Deposition and early alteration of evaporites
Article first published online: 5 JAN 2002
Volume 47, Issue Supplement s1, pages 215–238, February 2000
How to Cite
Schreiber, B. C. and Tabakh, M. E. (2000), Deposition and early alteration of evaporites. Sedimentology, 47: 215–238. doi: 10.1046/j.1365-3091.2000.00002.x
- Issue published online: 5 JAN 2002
- Article first published online: 5 JAN 2002
The depositional settings for primary and early diagenetic evaporite deposits generally fall into three categories: marginal (mixed shallow-subaqueous and subaerial), shallow and deep subaqueous. These three environmental groupings hold for both marine and nonmarine settings, although the details of continental evaporites may be far more complex than in most marine-fed water bodies. The primary evaporite morphologies from many continental (playa), hypersaline marine and marine-marginal depositional settings are reasonably well understood, because of the numerous detailed studies of recent, Holocene and Cenozoic deposits that serve as models for sedimentary interpretation.
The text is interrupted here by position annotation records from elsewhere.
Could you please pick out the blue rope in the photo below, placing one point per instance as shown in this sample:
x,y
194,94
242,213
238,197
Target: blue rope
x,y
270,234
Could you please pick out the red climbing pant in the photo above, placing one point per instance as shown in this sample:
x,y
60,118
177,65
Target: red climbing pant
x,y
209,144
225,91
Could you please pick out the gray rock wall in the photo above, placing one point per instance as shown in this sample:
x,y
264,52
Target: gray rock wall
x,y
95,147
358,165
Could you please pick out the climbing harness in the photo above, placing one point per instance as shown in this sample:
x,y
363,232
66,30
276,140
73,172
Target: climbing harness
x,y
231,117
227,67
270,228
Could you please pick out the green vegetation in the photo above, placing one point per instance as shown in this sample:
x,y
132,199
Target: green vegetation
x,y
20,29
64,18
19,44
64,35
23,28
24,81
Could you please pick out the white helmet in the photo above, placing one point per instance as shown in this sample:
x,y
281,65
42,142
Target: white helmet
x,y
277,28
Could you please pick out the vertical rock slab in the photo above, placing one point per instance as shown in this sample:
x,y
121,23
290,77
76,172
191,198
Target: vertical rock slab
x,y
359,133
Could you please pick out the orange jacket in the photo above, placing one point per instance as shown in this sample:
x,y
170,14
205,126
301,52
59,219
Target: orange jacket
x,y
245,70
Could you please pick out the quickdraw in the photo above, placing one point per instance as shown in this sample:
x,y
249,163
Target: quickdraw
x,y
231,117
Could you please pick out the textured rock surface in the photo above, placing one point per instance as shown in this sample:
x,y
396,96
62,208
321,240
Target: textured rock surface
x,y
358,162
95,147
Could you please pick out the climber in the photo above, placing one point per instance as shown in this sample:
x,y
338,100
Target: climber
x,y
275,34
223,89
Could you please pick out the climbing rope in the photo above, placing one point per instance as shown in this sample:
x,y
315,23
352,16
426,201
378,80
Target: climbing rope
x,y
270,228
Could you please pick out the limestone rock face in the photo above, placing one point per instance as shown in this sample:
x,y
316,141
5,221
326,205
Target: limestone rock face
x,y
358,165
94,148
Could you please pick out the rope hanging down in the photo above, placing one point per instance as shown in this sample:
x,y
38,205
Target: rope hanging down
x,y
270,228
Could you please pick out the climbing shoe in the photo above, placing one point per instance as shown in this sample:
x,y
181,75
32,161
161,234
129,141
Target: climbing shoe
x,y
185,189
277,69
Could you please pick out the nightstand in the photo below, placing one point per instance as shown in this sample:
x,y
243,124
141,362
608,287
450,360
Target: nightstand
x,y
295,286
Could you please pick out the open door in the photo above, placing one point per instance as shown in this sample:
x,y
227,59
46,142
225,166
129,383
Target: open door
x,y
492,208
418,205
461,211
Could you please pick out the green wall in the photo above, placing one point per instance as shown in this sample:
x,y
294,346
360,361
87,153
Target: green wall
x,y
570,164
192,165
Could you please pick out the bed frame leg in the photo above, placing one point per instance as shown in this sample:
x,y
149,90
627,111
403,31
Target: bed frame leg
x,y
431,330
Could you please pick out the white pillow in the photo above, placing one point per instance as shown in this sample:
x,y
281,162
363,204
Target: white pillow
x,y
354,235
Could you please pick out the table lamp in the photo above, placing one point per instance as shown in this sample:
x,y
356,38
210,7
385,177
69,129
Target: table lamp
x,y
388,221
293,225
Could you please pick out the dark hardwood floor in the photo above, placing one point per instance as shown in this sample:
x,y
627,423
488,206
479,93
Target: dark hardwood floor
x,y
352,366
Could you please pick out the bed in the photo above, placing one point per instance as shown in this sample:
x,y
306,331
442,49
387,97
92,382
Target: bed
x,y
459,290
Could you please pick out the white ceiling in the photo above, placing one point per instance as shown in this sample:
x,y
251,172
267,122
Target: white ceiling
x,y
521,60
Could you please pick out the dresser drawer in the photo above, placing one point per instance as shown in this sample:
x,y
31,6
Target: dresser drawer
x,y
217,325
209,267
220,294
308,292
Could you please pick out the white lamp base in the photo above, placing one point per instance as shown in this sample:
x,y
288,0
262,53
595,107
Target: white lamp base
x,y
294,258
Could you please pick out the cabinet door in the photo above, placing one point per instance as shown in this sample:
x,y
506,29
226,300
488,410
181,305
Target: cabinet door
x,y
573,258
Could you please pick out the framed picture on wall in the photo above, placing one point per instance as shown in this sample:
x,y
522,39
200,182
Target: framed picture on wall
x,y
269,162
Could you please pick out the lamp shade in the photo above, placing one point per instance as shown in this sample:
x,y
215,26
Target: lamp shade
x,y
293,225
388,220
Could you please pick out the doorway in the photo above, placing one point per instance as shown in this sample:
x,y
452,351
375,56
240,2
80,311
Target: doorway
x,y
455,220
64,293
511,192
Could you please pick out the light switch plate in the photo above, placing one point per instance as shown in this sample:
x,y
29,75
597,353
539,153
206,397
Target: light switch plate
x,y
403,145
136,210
The sedimentological features that develop in deeper water settings are inferred, based on examination of unaltered Cenozoic deposits. Each environmental setting develops characteristic depositional features and patterns, and one facies grades into the next. Because there may be significant physiochemical changes in water composition during deposition as well as sudden change(s) in both water depth and basinal circulation, description and interpretation of evaporative rocks should not be based on mineralogy alone, but on the distinct sedimentary characteristics of each part of a deposit. In cases where sediments still reflect their primary mineralogy and morphology, most of the environments can now be recognized; however, geochemical studies are commonly required to determine the source(s) of the original water. The determinative geochemical techniques that presently serve as a support to sedimentologic study include studies of fluid inclusions, bromine content of chloride salts, and the stable isotopes of strontium, sulphur, carbon and oxygen. Only after these and perhaps other chemical analyses are considered can the full depositional history of a region be reasonably unravelled.